BEC attacks: Scammers’ latest tricks

BEC attacks are generally low-volume but, according to a recent survey by GreatHorn, 71% of organizations experienced at least one in the past year.

Trend Micro’s latest research has revealed that scammers have been ramping up their efforts and that some have switched to impersonating and targeting ordinary employees instead of executives or ranking management personnel.

BEC attacks latest tricks

“From our observations, BEC attacks don’t only target high-profile users but also any employee that can be found on social media networks with significant personal information published (such as LinkedIn). These pieces of information can be used to spoof employees and partners, and cause significant financial damage to businesses,” threat researchers and analysts Marshall Chen, Loseway Lu, Paul Pajares and Fyodor Yarochkin shared.

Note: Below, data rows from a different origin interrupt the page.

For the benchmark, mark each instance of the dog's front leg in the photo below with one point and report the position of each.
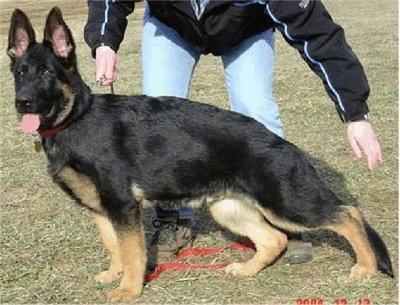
(132, 251)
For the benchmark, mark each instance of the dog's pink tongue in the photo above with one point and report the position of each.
(30, 122)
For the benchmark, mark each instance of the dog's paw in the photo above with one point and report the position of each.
(241, 270)
(121, 295)
(107, 277)
(359, 272)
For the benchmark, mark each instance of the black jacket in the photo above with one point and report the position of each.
(306, 25)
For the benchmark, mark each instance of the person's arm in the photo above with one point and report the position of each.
(307, 26)
(322, 44)
(106, 23)
(104, 32)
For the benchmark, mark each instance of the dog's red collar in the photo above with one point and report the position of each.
(50, 132)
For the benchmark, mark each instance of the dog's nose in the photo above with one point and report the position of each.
(23, 104)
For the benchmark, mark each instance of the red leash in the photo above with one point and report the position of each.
(196, 252)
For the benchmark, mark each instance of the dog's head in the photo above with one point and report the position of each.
(44, 72)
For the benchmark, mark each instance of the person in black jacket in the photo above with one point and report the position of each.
(177, 33)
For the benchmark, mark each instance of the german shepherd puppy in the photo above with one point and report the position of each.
(113, 153)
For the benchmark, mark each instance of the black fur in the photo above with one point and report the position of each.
(174, 150)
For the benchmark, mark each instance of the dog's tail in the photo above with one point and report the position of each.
(379, 249)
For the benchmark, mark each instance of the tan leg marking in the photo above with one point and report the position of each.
(133, 256)
(242, 217)
(110, 241)
(352, 229)
(82, 187)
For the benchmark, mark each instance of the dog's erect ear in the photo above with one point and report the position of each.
(57, 35)
(20, 35)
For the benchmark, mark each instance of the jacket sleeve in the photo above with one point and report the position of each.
(106, 23)
(308, 27)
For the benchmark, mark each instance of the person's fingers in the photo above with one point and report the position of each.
(106, 62)
(363, 140)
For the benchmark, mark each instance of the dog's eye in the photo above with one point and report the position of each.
(22, 71)
(46, 72)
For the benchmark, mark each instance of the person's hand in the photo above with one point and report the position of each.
(364, 141)
(106, 65)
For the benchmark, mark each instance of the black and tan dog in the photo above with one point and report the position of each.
(112, 153)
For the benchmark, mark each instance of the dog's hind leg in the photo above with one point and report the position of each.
(351, 227)
(132, 249)
(110, 241)
(242, 217)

BEC attacks are often difficult to detect

Business email compromise (BEC) scams have been among the top three most lucrative cybercriminals schemes for the last several years.

Email security solutions have trouble detecting BEC scam emails because they are targeted toward specific recipients, generally don’t include malicious attachments or links, and often begin with innocuous requests. Also, the scammers use various other tricks, such as inserting spaces in between words (“I NVOICE” istead of “INVOICE”).

Intended targets, on the other hand, often fail to spot that these emails have spoofed senders / use spoofed email addresses, or don’t find the various email addresses / domains the scammers use suspect.

Tricks employed by the scammers

One of the tricks employed by BEC scammers is to register domain names with telecommunications industry-related keywords and names of service providers: sprint-mobile.net, 5g-tmobile.com, verizone4g-device.com, and so on.

Another is registering domains with lengthy names, common keywords, and new generic top-level domain (TLD) words: servermail-reply-office-works-secure-protecty-inbound-netsuite.one, systerm-proctection-outlook.management, reply-netsuite-mails.management, etc.

Sometimes the scammers will use other trust-inducing keywords in email addresses, such as mail_ceoofficial, chiefexecutiveoffice, officepresident and offshoreoffice.

To less tech-savvy employees, seeing some of these keywords is enough to consider the email legitimate and trustworthy. Some may even be fooled by the scammers’ use of free email services such as Gmail, Hotmail, and Outlook, since we’re all used to receiving legitimate emails from those popular email services.

Aside from free email services, BEC scammers also take advantage of:

  • Local email services (e.g., virginmedia.com in the UK, or naver.com in South Korea);
  • Encrypted email services (e.g., Tutanota, Protonmail, Cryptex);
  • Self-registered domains and direct-to featured email service, so they can create look-alike domains (e.g., trendmjcro.com), local-looking ones (e.g., example-tw.com), and take advantage of positive email authentication (SPF, DKIM) results; and
  • Stolen email credentials, to spam and reply to previous email conversations (especially finance- or purchase-themed threads).

Since security solutions can’t detect and block every BEC attack, it’s on companies to keep their workforce regularly updated on the latest scammers’ techniques and trained in spotting them and reporting them to IT or IT security teams.